Au fil des ans, le réchauffement climatique augmente. Avec 24 500 étangs, le Limousin a deux fois plus de plans d'eau que la moyenne nationale. Des scientifiques estiment que ces bassins contribuent à diminuer le volume d’eau disponible. Faut-il ou non en effacer certains ? Éléments de réponse...
Dans les années 60, le grand-père de Martine Lévêque et ses deux frères avaient creusé un petit étang de 1 000 m², à Chaillac-sur-Vienne en Haute-Vienne.
On y faisait des pique-niques, des parties de pêche, les enfants jouaient. C'étaient de beaux après-midi.
Martine Lévêque, co-propriétaire d'étang
24 500 étangs en Limousin
Après-guerre, on dénombrait 2 000 étangs en Limousin. Dans les années 1950 à 1970, plus de 20 000 autres ont été construits. Aujourd’hui, en Limousin, on recense 24 500 étangs, soit un par km².
Martine et ses deux frères ne peuvent plus entretenir le leur, alors ils ont pris une décision qui leur fend le cœur : effacer l’étang.
Ils se sont adressés à l’Établissement Public Territorial du Bassin de la Vienne qui organise les travaux et donne une prime à l’effacement.
L'E.P.T.B. nous propose une petite aide d'un millier d'euros.
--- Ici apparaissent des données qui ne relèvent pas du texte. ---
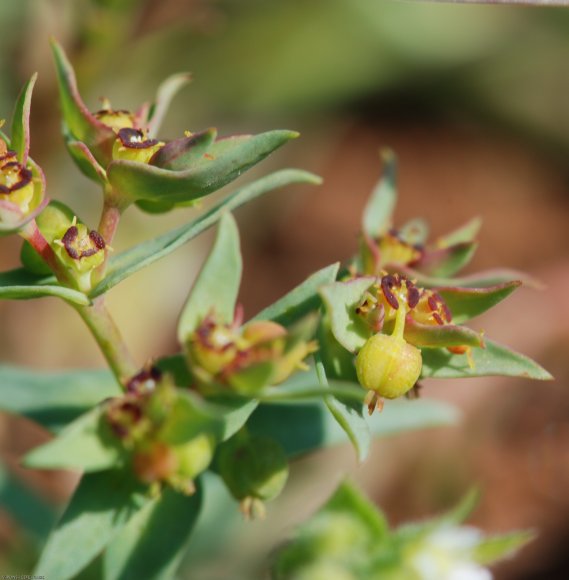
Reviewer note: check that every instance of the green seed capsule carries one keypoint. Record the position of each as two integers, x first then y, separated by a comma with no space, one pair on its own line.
388,365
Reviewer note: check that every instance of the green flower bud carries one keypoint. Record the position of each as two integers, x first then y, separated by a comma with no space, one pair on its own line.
388,365
253,468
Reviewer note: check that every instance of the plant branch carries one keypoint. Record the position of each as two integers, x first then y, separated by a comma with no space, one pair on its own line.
109,339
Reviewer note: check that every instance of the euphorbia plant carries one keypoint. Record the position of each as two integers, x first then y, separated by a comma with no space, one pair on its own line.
232,403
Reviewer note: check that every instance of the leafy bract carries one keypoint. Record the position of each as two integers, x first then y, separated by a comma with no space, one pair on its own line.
143,549
341,299
348,413
21,122
300,300
494,359
467,303
20,284
377,217
217,285
101,506
315,428
87,444
54,399
150,251
227,159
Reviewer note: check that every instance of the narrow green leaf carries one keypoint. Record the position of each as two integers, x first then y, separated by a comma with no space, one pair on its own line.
464,234
217,286
86,162
54,399
88,444
20,284
446,262
138,181
467,303
184,153
495,359
479,280
150,251
377,216
27,508
101,506
348,414
341,300
315,428
152,544
348,498
429,335
79,121
300,300
21,121
499,547
166,92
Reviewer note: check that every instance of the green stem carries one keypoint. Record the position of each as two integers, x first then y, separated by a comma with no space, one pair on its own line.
109,339
32,234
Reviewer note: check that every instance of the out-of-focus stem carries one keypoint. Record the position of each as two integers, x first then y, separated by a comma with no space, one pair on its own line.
109,339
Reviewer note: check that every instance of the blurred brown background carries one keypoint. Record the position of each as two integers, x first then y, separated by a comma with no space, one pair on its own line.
473,99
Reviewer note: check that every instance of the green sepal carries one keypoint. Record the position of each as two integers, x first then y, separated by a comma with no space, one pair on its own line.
21,122
101,506
493,360
87,444
144,254
231,157
217,285
153,542
378,213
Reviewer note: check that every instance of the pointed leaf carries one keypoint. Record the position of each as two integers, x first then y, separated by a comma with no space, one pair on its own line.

Cela paye à peu près 1/3 des travaux.
Martine Lévêque, co-propriétaire d'un étang
"L'intégralité de ces sédiments vont se minéraliser et nous allons avoir une zone humide qui existait déjà avant la construction de cet étang. Une zone a fort intérêt, notamment en hydrologie", appuie Sébastien Gros, technicien de l'Etablissement Public Territorial du Bassin de la Vienne.
Zone humide, qu'es aquò ?
À titre d'exemple, près de Saint-Jouvent en Haute-Vienne, six propriétaires ont effacé leurs étangs, aidés par le Syndicat d’Aménagement du Bassin de la Vienne.
Comme avant, le ruisseau traverse de nouveau cette zone humide qui relargue l’eau en période de sécheresse. Un étang, lui, évapore presque ½ litre par seconde et par hectare. Pour mieux comprendre, Yoann Brizard, directeur du Syndicat d'Aménagement du Bassin de la Vienne, compare les étangs à des assiettes :
"Il suffit de mettre une assiette au soleil dans votre jardin et vous regardez un litre d'eau s'évaporer très rapidement. Vous mettez cette même quantité d'eau dans une petite bassine protégée par de la pelouse. Vous allez voir que l'évaporation va être beaucoup plus lente. C'est la multiplicité de ces assiettes au soleil qui pose un souci sur la qualité de l'eau en Limousin."
Les opposants à l'effacement
Il existe un point de vue diamétralement opposé : celui du Syndicat des propriétaires d’Étangs. Il souhaite conserver tous les étangs et refuse l'idée des zones humides comme solution.
"Il y a de la biodiversité dans une zone humide, soit, tant qu'elle a de l'eau. Quand elle est sèche, la zone humide, il n'y a rien, affirme Frédéric Garraud, président du Syndicat des Étangs de Haute-Vienne. On se ressource autour d'un étang. Personne ne va se ressourcer autour d'une zone humide. Avec un étang, on peut faire plein de choses, se promener autour... on peut pêcher. Il y a des étangs où l'on peut se baigner. Il y en a d'autres dont on peut se servir pour éteindre un incendie. On peut produire du poisson."
Une utilité aux étangs partagée par Lydie Laurent, directrice adjointe à la Direction Départementale des Territoires de Haute-Vienne.
Les plans d'eau, ça peut être vraiment des ressources pour l'eau potable, pour du soutien d'étiage en été quand les cours d'eau sont à des débits très faibles et bien sûr aussi pour sécuriser l'agriculture.
Lydie Laurent, directrice adjointe à la Direction Départementale des Territoires Haute-Vienne
Selon la D.D.T., effacer un gros étang peut coûter entre 10 et 100 000 €. " À la D.D.T., nous n'avons pas comme politique, d'emblée, d'effacer les étangs, explique Lydie Laurent, mais plutôt d'identifier quel est l'usage qu'ils peuvent avoir aujourd'hui ou dans le futur."
L’effacement d’autres étangs est programmé, notamment vers la Briance. Un phénomène qui reste marginal, malgré les subventions des collectivités, leur suppression reste faible. En Haute-Vienne, la D.D.T. n’a instruit que quatre dossiers d’effacement en 2022.